This was an in the field interview of Simon Watson and me (David Zabarte) that one of our frequent lenders conducted back in March of 2017. I just got the footage and I thought it contained some useful info for both buyers and sellers with regard to tight inventory markets like we’ve been having for the past number of years here in the San Francisco Bay Area.
We have experienced a “seller’s market” particularly in popular areas like Oakland, Berkeley, and throughout Alameda County, as well as in Orinda, Lafayette, Walnut Creek, Pleasant Hill, Concord, Martinez, and on out to the farthest end of Contra Costa County. The market out in the East Bay has had a lot of people moving into the area from other parts of the SF Bay Area, and from out of state. This isn’t something that I expect will change much in the next couple of years.

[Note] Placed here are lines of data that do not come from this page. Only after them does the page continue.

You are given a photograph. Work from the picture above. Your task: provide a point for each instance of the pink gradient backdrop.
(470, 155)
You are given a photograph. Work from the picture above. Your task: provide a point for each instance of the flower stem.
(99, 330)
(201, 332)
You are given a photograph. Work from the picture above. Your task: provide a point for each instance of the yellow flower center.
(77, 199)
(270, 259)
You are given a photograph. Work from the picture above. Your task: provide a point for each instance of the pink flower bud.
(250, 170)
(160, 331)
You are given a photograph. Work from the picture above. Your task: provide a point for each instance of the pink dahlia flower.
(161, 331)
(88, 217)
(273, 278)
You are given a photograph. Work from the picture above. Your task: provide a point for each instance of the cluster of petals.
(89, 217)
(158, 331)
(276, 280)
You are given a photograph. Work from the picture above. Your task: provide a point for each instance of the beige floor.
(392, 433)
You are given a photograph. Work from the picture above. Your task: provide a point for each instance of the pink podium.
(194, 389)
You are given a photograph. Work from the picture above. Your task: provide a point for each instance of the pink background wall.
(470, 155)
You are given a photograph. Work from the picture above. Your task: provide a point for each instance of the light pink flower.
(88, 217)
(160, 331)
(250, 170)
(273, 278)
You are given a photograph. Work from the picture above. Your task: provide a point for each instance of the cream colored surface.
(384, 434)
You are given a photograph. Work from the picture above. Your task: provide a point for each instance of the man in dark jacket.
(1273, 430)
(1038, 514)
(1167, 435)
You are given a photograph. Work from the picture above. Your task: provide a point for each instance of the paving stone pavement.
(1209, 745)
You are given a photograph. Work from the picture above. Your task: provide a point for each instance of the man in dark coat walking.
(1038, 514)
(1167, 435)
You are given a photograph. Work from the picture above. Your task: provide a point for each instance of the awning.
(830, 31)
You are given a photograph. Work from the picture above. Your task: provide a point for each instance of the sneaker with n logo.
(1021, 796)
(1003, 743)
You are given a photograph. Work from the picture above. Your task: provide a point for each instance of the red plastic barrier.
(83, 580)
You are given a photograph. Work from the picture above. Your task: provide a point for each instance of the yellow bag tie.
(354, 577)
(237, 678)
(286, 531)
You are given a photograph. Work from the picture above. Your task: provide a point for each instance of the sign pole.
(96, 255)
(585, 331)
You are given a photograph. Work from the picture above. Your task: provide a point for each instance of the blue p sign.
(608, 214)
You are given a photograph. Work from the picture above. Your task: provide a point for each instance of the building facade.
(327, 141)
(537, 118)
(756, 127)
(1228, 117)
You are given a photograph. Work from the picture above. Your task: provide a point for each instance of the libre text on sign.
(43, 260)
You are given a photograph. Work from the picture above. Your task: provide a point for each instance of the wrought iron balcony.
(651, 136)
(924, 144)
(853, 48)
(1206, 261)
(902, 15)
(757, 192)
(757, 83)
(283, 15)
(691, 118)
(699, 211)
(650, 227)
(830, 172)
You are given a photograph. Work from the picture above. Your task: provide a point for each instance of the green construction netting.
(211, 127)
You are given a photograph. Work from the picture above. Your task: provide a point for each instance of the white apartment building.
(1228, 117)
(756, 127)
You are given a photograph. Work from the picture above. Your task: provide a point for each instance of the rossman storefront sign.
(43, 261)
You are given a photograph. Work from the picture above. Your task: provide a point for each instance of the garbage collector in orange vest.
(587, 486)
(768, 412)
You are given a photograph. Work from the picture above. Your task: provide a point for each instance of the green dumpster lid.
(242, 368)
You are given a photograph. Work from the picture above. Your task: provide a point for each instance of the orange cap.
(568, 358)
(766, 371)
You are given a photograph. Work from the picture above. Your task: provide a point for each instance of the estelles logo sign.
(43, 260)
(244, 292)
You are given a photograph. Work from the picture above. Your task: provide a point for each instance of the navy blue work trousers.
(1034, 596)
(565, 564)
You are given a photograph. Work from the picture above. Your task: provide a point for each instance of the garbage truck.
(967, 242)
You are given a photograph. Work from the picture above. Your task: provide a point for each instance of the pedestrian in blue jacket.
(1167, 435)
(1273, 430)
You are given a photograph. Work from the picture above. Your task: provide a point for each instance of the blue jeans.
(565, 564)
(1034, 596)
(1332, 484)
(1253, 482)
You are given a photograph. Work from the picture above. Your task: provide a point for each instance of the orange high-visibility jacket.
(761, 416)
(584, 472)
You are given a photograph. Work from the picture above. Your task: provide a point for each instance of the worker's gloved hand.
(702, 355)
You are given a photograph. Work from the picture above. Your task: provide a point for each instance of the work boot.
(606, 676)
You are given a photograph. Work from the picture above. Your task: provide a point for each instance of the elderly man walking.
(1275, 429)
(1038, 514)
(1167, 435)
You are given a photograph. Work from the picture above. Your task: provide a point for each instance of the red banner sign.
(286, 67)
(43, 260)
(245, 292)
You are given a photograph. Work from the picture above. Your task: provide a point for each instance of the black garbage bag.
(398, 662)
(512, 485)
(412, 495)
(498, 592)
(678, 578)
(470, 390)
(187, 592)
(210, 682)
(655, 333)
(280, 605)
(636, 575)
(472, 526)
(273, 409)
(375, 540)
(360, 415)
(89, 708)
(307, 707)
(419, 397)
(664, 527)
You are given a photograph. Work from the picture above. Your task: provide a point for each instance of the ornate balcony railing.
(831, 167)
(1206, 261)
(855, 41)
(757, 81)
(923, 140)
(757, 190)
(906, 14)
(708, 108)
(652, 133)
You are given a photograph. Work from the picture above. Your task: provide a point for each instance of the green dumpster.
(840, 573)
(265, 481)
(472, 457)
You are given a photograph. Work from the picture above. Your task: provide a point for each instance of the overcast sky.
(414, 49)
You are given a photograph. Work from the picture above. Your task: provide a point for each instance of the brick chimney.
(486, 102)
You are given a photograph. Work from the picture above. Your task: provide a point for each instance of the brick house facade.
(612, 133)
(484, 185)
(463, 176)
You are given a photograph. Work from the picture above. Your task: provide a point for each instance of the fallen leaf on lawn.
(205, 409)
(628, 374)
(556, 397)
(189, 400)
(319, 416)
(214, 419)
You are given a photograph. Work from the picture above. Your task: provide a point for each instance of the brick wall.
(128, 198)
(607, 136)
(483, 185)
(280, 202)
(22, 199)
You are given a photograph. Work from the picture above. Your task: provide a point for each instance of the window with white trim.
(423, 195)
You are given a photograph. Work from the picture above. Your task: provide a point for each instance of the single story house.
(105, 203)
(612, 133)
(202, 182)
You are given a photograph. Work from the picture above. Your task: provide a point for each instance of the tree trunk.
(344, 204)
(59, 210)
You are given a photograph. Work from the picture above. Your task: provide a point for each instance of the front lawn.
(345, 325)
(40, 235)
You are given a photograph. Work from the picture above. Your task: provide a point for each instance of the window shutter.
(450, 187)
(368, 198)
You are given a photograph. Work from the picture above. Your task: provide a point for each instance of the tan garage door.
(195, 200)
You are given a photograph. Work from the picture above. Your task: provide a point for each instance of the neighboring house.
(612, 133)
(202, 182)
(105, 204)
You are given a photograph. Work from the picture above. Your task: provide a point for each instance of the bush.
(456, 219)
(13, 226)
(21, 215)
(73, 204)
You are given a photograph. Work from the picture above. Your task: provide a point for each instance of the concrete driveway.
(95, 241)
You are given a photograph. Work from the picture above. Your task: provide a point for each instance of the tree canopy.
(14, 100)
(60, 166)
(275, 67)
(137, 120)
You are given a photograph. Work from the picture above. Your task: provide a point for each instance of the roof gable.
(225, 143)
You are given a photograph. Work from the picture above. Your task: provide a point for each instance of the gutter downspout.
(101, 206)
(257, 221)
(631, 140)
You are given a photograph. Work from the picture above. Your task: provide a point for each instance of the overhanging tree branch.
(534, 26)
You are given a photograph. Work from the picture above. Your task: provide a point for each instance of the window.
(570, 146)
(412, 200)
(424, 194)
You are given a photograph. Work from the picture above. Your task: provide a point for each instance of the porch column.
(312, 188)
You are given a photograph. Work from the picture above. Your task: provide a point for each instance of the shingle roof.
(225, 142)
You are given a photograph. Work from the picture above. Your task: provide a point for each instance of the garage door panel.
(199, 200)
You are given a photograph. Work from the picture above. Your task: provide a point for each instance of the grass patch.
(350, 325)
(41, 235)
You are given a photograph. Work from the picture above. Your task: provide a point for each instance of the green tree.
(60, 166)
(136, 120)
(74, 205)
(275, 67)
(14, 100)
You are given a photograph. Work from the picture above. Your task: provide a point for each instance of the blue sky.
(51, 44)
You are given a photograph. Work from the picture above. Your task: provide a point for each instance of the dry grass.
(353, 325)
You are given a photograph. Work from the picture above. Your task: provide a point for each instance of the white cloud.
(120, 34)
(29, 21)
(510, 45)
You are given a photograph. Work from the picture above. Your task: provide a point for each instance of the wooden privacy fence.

Based on the economic research done by economics from the California Association of Realtors® for 2017 (check this link out for some interesting data) we have about 50% of the inventory that we should have for the population growth we currently are experiencing based on past historical numbers. People who own houses have not made the decisions to move at the historical rate that they did in the past which was every 5-7 years… the current numbers are on average about every 10 years is when people have been making their moves. Inventory has been tight partly because of this factor. Factor in the low number of new units that have been built since the recession of 2008 and you can start to see why our inventory is as tight as it is.
We are all paying close attention to what is happening with regard to the possible tax changes, and the interest rate hikes, but it remains to be seen whether these will have little to no impact, or moderate to severe impact on the housing market. I’m betting that there will still be quite a bit of demand for housing in the coming year.